The platform that brought underground club culture into the 21st century is coming to Manchester therefore its only right that we take a look at Boiler Room’s phenomenal rise.
DJ EZ and Boiler Room are coming to Manchester in a what will be an unforgettable night with Warehouse Project. We take a look at where it all started, the history of the brand and what it represents in the clubbing scene.
Founded by Blaise Bellville, Boiler Room in his words is ‘an independent music platform and cultural curator’. The success of this brand has gone strength-to-strength from taping a webcam to the wall in a boiler room, to streaming sets from the biggest artists in over 200 cities across the world.
The premise for Boiler Room is a simple one; pay a DJ to play a set, release a very limited number of tickets to create an atmosphere and stream it for the world to see. Simple, but effective. It was the first platform of its kind to do this and limiting the number of tickets to sometimes fewer than 100 creates the demand and even desperation to be one of the few selected. The rest, well they watch online anyway to see what they could have been selected for.

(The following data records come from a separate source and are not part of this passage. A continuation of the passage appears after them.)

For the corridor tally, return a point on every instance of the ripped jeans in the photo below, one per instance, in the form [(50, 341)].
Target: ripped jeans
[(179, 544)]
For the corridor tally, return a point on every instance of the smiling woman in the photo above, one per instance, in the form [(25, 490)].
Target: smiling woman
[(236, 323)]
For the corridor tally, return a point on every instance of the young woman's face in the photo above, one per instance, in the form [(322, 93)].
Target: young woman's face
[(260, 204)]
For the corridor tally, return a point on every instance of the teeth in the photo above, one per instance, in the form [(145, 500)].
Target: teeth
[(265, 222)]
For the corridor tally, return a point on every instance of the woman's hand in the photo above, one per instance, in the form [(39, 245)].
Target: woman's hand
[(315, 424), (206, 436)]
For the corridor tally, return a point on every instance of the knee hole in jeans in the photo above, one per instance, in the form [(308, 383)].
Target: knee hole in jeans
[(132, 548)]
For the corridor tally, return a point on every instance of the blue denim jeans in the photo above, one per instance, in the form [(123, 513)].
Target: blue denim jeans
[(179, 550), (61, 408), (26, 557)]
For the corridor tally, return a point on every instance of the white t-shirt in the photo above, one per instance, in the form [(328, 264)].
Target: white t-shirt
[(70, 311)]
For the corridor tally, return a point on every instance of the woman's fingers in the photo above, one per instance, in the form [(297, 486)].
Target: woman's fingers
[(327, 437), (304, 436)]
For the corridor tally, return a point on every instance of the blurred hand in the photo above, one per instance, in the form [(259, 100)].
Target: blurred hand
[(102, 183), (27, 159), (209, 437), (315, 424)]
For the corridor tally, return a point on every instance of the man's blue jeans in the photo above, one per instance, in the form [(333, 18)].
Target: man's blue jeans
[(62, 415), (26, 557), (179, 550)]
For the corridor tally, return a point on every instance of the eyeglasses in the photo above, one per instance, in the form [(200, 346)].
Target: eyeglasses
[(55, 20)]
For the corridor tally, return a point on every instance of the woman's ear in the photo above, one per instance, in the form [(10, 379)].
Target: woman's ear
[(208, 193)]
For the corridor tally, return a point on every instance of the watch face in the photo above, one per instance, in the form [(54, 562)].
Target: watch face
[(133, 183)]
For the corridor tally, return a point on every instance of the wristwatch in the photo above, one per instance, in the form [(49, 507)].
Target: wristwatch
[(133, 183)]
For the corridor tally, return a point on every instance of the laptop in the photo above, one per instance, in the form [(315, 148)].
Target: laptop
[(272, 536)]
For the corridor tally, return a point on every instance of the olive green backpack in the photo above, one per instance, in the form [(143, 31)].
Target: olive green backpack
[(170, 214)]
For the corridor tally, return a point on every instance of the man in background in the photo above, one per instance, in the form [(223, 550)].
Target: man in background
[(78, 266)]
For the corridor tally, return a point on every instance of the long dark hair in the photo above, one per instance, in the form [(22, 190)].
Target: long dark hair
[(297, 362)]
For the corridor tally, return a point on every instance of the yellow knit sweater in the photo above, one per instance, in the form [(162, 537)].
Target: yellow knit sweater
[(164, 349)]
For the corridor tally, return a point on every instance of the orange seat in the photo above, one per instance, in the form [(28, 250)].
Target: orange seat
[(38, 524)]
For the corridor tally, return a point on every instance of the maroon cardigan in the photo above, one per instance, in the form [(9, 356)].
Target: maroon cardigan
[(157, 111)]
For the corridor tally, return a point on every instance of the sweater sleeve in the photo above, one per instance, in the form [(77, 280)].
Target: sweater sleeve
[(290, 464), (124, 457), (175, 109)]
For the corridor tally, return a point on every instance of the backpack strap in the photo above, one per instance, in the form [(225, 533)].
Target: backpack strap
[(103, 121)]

It was this small, intimate style event which brought the audience closer to the DJs than ever as they mixed through their genre, creating energetic mixes which showcased music subcultures on a broad, accessible platform they’d not previously had. It also created viral moments – none more so that DJ EZ’s iconic drop of ‘Baby’.

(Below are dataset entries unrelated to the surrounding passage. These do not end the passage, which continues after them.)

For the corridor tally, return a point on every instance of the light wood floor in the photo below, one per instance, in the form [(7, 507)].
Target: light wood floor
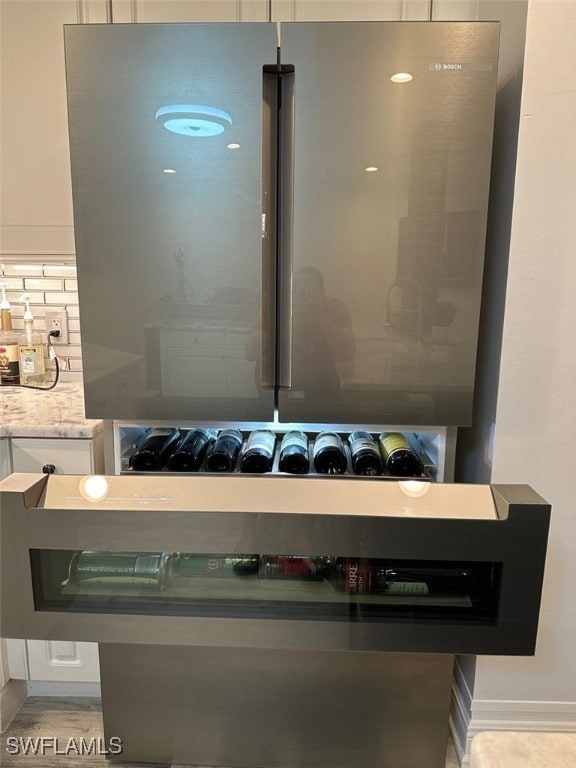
[(76, 718)]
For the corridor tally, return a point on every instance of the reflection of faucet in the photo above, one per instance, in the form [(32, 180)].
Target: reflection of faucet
[(180, 260), (405, 320)]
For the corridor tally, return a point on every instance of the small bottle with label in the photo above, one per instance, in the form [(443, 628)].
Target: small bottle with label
[(31, 350), (9, 360)]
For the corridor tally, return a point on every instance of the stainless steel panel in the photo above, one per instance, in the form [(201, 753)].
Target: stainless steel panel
[(198, 515), (245, 707), (388, 263), (158, 251)]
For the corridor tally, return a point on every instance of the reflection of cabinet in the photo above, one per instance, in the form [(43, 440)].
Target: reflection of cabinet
[(211, 359)]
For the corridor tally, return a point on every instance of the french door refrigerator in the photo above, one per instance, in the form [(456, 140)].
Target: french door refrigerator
[(290, 233), (282, 232)]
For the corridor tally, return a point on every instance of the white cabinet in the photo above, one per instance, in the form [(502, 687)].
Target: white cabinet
[(57, 660), (69, 456), (150, 11)]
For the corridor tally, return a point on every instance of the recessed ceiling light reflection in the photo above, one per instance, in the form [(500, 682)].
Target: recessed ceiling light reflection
[(414, 488), (194, 119), (93, 487), (401, 77)]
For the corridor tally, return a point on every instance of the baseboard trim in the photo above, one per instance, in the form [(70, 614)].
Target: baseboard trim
[(460, 713), (12, 696), (532, 716), (51, 688)]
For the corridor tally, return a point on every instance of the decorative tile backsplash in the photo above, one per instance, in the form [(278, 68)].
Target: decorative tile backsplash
[(51, 286)]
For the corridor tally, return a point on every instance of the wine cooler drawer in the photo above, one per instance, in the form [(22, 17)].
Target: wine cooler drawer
[(293, 564)]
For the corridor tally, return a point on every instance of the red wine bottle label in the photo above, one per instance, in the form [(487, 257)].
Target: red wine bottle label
[(406, 588), (357, 576), (327, 440)]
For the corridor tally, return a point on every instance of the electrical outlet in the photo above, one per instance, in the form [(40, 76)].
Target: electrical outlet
[(57, 320)]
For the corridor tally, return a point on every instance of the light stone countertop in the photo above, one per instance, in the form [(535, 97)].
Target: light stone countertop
[(58, 412)]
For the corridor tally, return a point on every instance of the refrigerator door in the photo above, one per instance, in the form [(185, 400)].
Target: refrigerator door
[(392, 145), (166, 127)]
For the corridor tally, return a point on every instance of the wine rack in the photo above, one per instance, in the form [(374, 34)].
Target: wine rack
[(429, 446)]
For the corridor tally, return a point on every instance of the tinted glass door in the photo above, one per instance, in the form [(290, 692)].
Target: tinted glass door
[(166, 125), (392, 146)]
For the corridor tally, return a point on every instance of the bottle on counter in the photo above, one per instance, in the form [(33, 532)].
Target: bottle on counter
[(258, 453), (328, 454), (154, 448), (399, 458), (366, 458), (224, 453), (31, 350), (294, 457), (9, 357), (191, 450)]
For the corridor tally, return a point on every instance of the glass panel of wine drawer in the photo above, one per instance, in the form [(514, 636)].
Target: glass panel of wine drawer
[(278, 586)]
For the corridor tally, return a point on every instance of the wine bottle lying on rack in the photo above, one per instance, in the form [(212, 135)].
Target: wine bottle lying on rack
[(190, 452), (366, 458), (294, 457), (153, 449), (224, 453), (258, 453), (328, 454), (399, 458)]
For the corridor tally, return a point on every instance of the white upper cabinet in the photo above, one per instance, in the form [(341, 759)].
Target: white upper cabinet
[(350, 10), (35, 194), (157, 11)]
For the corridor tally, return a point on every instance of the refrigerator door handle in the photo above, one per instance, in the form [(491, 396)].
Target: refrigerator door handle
[(269, 229), (285, 228)]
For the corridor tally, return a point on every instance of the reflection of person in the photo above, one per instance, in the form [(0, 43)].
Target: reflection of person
[(322, 336)]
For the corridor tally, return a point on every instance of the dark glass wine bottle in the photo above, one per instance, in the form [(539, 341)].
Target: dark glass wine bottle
[(154, 448), (258, 453), (328, 454), (399, 459), (294, 453), (387, 577), (190, 452), (291, 567), (366, 459), (224, 452)]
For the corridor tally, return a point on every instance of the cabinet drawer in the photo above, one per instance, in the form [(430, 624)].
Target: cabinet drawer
[(73, 457)]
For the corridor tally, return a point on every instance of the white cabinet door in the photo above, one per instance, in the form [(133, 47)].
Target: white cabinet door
[(56, 661), (350, 10), (129, 11), (63, 661)]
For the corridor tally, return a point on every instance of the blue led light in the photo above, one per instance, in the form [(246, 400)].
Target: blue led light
[(194, 120)]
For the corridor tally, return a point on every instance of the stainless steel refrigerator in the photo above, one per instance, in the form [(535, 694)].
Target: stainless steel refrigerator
[(290, 232)]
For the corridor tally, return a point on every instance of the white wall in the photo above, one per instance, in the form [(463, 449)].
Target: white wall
[(536, 416)]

Beginning in 2010, the brand focused on growth, releasing a select number of tickets and it soon gained a cult following, eliminating the need for an aux cable passed between friends whilst sipping on a few beers before a big night of raving. You could now just put on a set from your favourite DJs from your own home, dim the lights and act as if you are in the front row of a rave.

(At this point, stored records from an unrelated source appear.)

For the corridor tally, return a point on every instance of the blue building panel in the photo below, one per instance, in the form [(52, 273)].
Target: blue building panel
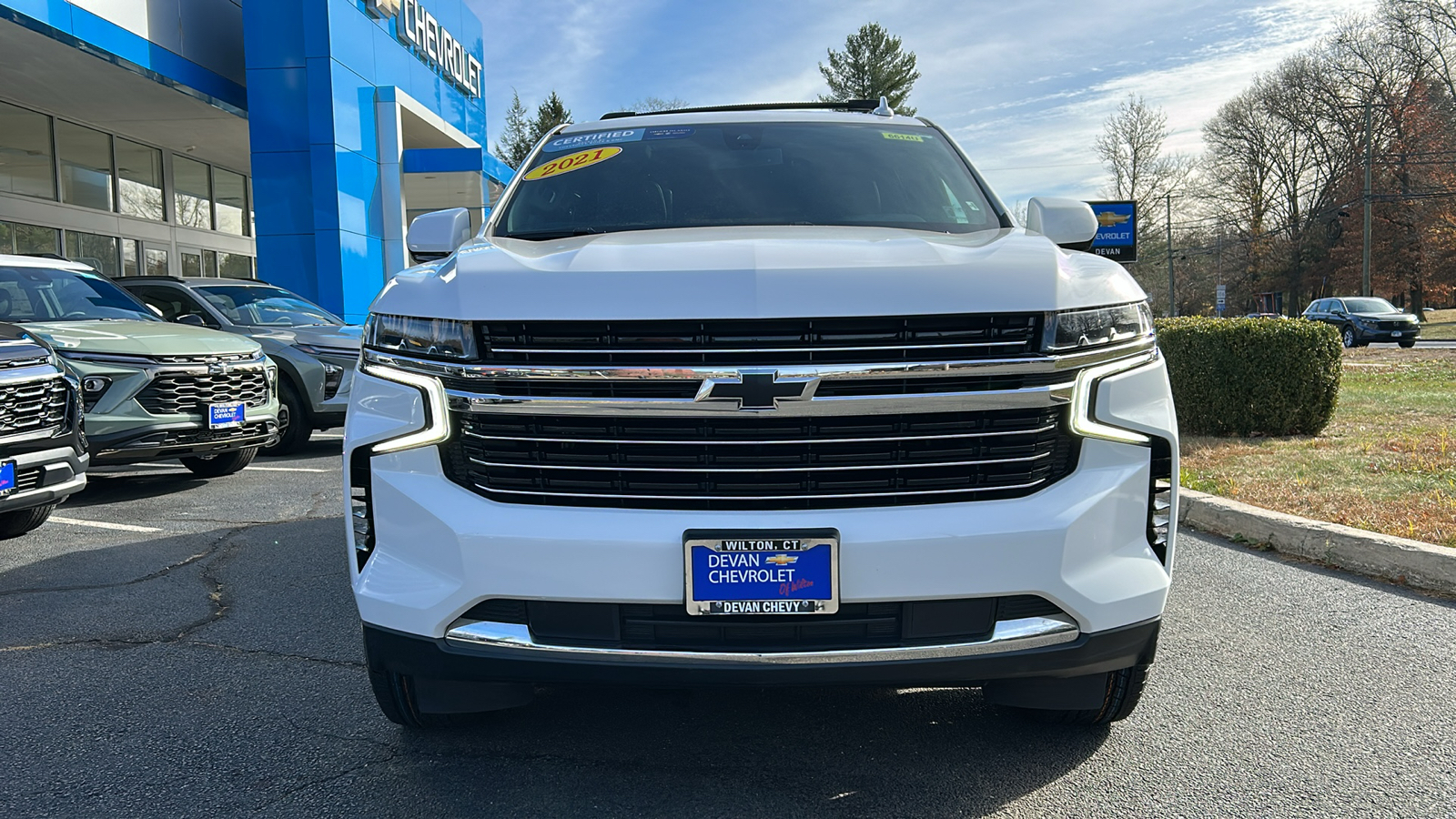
[(309, 77)]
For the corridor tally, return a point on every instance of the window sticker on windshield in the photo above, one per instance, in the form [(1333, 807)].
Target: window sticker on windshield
[(667, 133), (572, 162), (579, 142)]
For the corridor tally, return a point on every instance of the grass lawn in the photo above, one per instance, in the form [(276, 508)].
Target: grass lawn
[(1387, 462), (1439, 324)]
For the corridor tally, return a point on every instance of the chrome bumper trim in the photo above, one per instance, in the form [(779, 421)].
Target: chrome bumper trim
[(1009, 636)]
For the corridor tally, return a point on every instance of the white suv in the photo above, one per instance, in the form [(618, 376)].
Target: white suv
[(759, 397)]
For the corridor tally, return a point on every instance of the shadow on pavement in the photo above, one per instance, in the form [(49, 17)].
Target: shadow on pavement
[(235, 656)]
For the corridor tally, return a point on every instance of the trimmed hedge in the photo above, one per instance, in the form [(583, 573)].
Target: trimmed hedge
[(1251, 376)]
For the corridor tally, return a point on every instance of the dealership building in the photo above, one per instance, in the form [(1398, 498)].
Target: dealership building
[(288, 140)]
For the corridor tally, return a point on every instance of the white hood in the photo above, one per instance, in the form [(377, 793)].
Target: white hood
[(706, 273)]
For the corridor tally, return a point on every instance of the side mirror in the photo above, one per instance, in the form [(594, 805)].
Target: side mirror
[(436, 235), (1069, 223)]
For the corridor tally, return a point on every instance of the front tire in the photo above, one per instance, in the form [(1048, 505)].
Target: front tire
[(293, 421), (19, 522), (220, 465)]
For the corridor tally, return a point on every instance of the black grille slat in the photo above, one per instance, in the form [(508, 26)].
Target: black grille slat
[(31, 407), (759, 462), (184, 392), (763, 341)]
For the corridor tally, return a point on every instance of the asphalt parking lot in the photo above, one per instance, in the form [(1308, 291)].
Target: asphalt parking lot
[(182, 647)]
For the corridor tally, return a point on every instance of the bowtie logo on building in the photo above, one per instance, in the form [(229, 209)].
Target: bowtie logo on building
[(761, 389)]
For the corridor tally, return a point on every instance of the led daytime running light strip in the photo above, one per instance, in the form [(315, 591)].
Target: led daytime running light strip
[(1084, 392), (437, 416)]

In 2013 is when things really took off, making its way to Australia, and then to festivals a year later with a set by Caribou at Dimensions Festival in a Roman-style amphitheatre. It’s safe to say the brand was making waves across the world, people desperate to watch, people desperate to attend – especially to feature FROW beside the DJ.
A necessary switch-up in 2015 worked to its favour, the chatrooms had become an unpleasantly racist, misogynistic and transphobic breading ground. A move to Facebook Live as the new social media feature was being released played massively in Boiler Room’s favour, eliminating the toxicity of its chatroom whilst being able to gain a wider audience and pulling in an immensely higher number of viewers.
By 2019 audiences grew and grew, allowing them to popularise a Boiler Room festival in Peckham to a sell-out crowd focusing on jazz, rap, bass and club music. Covid took a turn for the brand as it did for the rest of the world, from packed shows to a new Streaming From Isolation series which showed artists like Disclosure and Four Tet streaming from their home to Peggy Gou streaming from an isolate Seoul Tower, the highest point in the city. In a period of time unlike any before, Boiler Room adapted and made DJ sets in lockdown cool and relevant.
Over the years, copycat platforms like MixMag’s The Lab have popped up, but just couldn’t crack the livestreaming code that Boiler Room has created. Too polished, in a clean office space, and too heavily branded with the likes of Coor’s Light. It’s not quite the underground feel you get from Boiler Room. Who needs it when you can listen and watch sets by everyone from veterans like Carl Cox and A-Trak to relative newcomers like Fred Again.. and PinkPanthress all on Boiler Room channels.
As Bellville said in a 2015 Evening Standard interview, ‘I want to reinvent music TV’, and it’s safe to say he has done just that. Many brands come from humble beginnings, but none quite like Boiler Room. From the first day Bellville taped that webcam to the wall of a boiler room, to running one of the most famous brands in music with festivals across the world in just 13 years in mightily impressive. Roll on the next chapter of Boiler Room and roll on October for DJ EZ – see you on the dancefloor.